"La speranza oltre le sbarre". Un libro che apre le porte ad un cammino esistenziale.

Recensione del libro “LA SPERANZA OLTRE LE SBARRE – Viaggio in un carcere di massima sicurezza” (M. GRONCHI - A. TRENTINI) a cura di Liliana RULLO (Avvocato, Direttore Responsabile Mondodiritto.it)



in DIRITTO E DINTORNI - Rubrica a cura di Liliana Rullo

Recensione del libro “LA SPERANZA OLTRE LE SBARRE – Viaggio in un carcere di massima sicurezza”

di Maurizio Gronchi e Angela Trentini 

  • SCHEDA LIBRO

Autori: Marizio Gronchi – Angela Trentini

Maurizio Gronchi, presbitero della diocesi di Pisa e professore ordinario di cristologia alla Pontificia Università Urbaniana in Roma, consultore della Congregazione per la dottrina della fede e della Segreteria generale del Sinodo dei vescovi; si prende cura pastorale di persone con disabilità fisica e psichica e socialmente svantaggiate; con Edizioni San Paolo ha pubblicato: Amoris laetitia. Una lettura dell’Esortazione apostolica postsinodale sull’amore nella famiglia (2016) e, insieme a Laura Capantini, La vulnerabilità (2018).

Angela Trentini, giornalista professionista dal 1994, caposervizio e conduttrice nella redazione della RAI dell’Abruzzo, curatrice di servizi e reportage dedicati al sociale e alla cronaca sia per TGR che per testate nazionali, tra le quali TG2 Dossier Storie. All’estero, attraverso Rete Italia, propone alla comunità emigrata servizi dedicati alla cultura popolare e alle espressioni della “Cristianità”. E’ presidente regionale dell’Unione Cattolica Stampa Italiana. Esperta nei temi della maginalità, in collaborazione con il Ministero della Giustizia, cura video didattici sul mondo carcerario.

Titolo: La speranza oltre le sbarre – Viaggio in un carcere di massima sicurezza

Anno di pubblicazione: 2018

Editore: Edizioni San Paolo

Un libro che apre le porte ad un cammino esistenziale.

Mi è stato regalato un libro.

E’ sulla mia scrivania.

E’ lì da poco più di 24 ore. Ormai già ricolmo delle sudate carte.

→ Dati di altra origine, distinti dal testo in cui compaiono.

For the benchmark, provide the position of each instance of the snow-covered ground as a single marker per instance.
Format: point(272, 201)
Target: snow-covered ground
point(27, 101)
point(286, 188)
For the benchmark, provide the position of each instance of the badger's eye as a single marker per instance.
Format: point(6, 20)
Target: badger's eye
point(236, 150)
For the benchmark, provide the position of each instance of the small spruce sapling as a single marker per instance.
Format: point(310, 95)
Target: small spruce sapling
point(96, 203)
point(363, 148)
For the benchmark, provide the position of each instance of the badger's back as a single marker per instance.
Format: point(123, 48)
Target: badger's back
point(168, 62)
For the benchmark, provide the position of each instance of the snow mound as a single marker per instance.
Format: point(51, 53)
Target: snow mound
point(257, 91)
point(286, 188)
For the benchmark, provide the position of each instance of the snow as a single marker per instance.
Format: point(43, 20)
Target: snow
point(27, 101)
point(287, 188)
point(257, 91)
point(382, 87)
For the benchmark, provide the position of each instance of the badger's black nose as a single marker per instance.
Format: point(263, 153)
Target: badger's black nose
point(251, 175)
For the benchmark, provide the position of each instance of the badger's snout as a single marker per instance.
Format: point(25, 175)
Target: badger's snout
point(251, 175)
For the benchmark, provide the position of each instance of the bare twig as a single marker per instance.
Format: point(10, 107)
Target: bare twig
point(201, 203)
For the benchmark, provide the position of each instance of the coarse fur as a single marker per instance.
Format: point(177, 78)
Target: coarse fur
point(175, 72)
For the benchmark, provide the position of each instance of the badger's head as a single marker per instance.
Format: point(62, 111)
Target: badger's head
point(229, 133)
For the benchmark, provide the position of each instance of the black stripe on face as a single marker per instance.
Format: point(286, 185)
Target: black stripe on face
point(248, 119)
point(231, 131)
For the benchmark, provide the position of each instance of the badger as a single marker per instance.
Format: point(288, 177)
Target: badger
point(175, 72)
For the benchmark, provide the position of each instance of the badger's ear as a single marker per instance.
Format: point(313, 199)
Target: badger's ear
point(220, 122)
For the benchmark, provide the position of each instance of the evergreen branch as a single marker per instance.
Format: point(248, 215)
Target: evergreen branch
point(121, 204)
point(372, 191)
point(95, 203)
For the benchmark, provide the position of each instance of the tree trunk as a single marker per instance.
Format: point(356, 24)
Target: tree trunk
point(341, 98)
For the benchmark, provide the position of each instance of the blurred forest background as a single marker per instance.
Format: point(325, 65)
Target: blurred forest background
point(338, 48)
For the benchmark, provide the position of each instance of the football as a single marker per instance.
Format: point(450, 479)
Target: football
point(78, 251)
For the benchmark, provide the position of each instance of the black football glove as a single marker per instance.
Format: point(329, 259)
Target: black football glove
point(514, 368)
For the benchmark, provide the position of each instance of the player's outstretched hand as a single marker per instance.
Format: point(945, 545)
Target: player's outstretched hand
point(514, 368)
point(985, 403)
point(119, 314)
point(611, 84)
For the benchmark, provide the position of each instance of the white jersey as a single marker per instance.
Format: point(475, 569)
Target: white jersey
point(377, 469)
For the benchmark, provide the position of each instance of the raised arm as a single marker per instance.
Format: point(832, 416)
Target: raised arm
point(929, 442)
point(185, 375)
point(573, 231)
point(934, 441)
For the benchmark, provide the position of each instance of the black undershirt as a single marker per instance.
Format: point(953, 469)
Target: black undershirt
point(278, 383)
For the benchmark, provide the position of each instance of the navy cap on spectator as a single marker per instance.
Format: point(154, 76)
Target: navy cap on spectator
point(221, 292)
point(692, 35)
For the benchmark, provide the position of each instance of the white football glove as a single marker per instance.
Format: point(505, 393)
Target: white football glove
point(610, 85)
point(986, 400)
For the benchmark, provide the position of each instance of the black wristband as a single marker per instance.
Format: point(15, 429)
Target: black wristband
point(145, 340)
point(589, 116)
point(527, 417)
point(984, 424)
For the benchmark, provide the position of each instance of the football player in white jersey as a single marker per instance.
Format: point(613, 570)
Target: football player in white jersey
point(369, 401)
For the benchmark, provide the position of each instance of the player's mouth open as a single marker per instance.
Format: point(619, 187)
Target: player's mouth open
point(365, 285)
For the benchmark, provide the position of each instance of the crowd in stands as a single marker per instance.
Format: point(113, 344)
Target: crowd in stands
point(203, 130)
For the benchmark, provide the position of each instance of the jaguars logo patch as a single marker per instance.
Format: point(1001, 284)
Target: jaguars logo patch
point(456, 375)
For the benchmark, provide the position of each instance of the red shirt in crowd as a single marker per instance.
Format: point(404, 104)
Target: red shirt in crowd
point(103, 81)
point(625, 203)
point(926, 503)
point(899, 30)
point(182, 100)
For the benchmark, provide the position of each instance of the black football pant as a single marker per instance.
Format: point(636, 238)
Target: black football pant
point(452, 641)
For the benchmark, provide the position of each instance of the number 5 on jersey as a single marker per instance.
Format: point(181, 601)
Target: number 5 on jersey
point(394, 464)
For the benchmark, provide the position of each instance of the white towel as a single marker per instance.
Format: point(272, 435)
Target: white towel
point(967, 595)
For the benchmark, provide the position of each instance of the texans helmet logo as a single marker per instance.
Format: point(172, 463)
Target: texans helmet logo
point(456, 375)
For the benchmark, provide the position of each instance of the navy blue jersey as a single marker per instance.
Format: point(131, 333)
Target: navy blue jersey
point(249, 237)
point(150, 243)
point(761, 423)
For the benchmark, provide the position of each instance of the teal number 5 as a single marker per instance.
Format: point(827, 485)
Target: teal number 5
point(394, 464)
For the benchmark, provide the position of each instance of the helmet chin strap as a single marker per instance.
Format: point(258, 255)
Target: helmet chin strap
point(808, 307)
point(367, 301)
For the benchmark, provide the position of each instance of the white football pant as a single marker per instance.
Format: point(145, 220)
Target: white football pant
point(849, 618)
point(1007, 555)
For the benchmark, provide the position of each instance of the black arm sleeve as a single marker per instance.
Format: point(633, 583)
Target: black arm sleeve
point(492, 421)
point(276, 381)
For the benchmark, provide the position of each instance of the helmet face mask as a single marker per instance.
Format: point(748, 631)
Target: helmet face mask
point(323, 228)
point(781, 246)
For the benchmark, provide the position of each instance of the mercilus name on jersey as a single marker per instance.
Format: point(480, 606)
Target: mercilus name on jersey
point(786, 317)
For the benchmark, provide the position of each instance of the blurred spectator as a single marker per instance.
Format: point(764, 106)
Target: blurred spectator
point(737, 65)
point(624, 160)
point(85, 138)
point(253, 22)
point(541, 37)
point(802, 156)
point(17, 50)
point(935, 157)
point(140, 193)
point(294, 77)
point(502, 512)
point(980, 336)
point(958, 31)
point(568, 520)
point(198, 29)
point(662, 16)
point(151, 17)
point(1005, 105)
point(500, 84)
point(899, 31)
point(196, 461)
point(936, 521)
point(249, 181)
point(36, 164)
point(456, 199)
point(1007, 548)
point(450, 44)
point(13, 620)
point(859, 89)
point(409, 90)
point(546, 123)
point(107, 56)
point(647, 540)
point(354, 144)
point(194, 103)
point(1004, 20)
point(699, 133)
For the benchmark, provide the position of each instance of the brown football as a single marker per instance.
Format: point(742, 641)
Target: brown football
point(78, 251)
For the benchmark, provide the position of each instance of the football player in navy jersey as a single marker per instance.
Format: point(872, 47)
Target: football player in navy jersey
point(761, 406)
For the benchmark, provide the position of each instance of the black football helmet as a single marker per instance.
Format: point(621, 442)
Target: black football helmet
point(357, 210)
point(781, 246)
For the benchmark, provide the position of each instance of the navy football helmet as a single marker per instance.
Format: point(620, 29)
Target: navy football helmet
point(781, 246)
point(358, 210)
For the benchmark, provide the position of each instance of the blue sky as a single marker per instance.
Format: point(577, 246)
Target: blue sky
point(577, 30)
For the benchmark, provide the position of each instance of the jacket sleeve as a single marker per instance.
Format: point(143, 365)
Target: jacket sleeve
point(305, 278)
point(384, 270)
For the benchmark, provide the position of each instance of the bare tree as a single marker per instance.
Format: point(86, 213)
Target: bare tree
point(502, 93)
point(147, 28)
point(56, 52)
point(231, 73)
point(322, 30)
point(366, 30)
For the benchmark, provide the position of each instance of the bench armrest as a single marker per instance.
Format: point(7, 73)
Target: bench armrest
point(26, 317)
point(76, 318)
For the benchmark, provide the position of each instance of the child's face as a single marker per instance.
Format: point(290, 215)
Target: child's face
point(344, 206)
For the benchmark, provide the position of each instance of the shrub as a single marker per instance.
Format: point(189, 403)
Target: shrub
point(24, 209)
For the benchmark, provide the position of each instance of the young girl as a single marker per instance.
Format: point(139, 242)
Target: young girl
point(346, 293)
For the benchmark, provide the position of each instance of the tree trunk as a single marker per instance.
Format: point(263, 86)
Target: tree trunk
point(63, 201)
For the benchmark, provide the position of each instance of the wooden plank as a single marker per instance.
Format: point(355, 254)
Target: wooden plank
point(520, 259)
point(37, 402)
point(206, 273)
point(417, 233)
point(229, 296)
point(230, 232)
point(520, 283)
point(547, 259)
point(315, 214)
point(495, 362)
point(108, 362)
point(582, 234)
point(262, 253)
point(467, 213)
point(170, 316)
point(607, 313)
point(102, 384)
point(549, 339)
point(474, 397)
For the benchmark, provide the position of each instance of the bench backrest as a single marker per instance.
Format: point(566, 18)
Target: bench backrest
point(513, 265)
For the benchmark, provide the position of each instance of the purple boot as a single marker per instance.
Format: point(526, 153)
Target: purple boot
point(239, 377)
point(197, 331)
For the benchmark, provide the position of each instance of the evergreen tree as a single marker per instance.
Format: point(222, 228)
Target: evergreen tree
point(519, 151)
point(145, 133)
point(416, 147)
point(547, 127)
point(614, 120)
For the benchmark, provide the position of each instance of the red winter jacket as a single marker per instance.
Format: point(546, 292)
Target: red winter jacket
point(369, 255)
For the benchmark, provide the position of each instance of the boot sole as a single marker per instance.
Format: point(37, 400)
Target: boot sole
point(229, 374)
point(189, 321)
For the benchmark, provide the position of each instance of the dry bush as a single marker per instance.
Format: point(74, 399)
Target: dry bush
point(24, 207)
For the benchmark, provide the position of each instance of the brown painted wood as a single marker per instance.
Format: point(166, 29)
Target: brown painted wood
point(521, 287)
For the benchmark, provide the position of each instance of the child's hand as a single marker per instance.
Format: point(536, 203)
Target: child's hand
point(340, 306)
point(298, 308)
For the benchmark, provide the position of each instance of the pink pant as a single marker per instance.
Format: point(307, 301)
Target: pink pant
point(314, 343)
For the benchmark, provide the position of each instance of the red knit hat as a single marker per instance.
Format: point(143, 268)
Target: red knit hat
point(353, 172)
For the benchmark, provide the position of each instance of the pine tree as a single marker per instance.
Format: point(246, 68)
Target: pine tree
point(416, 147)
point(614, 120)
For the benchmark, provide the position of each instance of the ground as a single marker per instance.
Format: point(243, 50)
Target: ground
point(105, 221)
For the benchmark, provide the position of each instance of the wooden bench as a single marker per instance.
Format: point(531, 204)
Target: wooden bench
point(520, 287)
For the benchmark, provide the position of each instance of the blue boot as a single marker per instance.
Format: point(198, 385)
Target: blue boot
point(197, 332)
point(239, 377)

E’ sera. E sotto la luna mi accingo a leggerlo.

E non è una lettura sospirata e interrotta.

No.

E’ una di quelle letture tutte d’un fiato, coerente con il fluire delle pagine.

E’ una di quelle letture che mi entra dentro.

Una pagina tira l’altra.

E’ una lettura di sospiro e di speranza; mi fa riecheggiare alla memoria i miei studi in scienze criminologiche e il mio vivace interesse per la mediazione penale…per il dialogo e per la giustizia “riparativa”.

E’ un libro che apre le porte ad un cammino esistenziale.

La speranza oltre le sbarre” è un libro-inchiesta che attraverso l’incontro con sette uomini condannati per grandi crimini coglie l’aspetto umano della pena scandagliando l’animo umano ed il suo sentire solitario, dando voce a detenuti che sono stati condannati per le stragi “che hanno cambiato la storia dell’Italia”.

Il viaggio nel cuore dei detenuti si svolge nel super carcere di Sulmona (AQ), noto come il “carcere dei suicidi”, ed è qui che Angela Trentini incontra la voce di sette uomini accomunati dal richiamo della loro coscienza e si trova di fronte ad un cammino esistenziale che “rendono quell’angolo di carcere non un luogo di pena ma un luogo di speranza”.

Ed è la stessa Angela Trentini che dona all’inchiesta la veste di un dialogo interiore trasformando “quella stanzetta dei colloqui” in un “laboratorio di umanità” ed evidenziando nelle prime pagine del libro che “le voci di questi detenuti diventano grido”.

A coronare il viaggio umano all’interno della pena sovvengono alcuni interventi di Papa Francesco, commentati da Maurizio Gronchi in relazione soprattutto ad una prospettiva di fede protesa verso un circolo vizioso tra detenzione e reinserimento come “la sfida più impegnativa che la società civile deve sostenere, ed è qui che la Chiesa si fa compagna di viaggio, offrendo la propria prospettiva di fede”.

Le storie dei detenuti che emergono durante la lettura del libro fanno riecheggiare alla memoria le tante feroci immagini che hanno segnato gli ultimi decenni del secolo scorso e si portano dietro rabbia, incomprensione e violenza.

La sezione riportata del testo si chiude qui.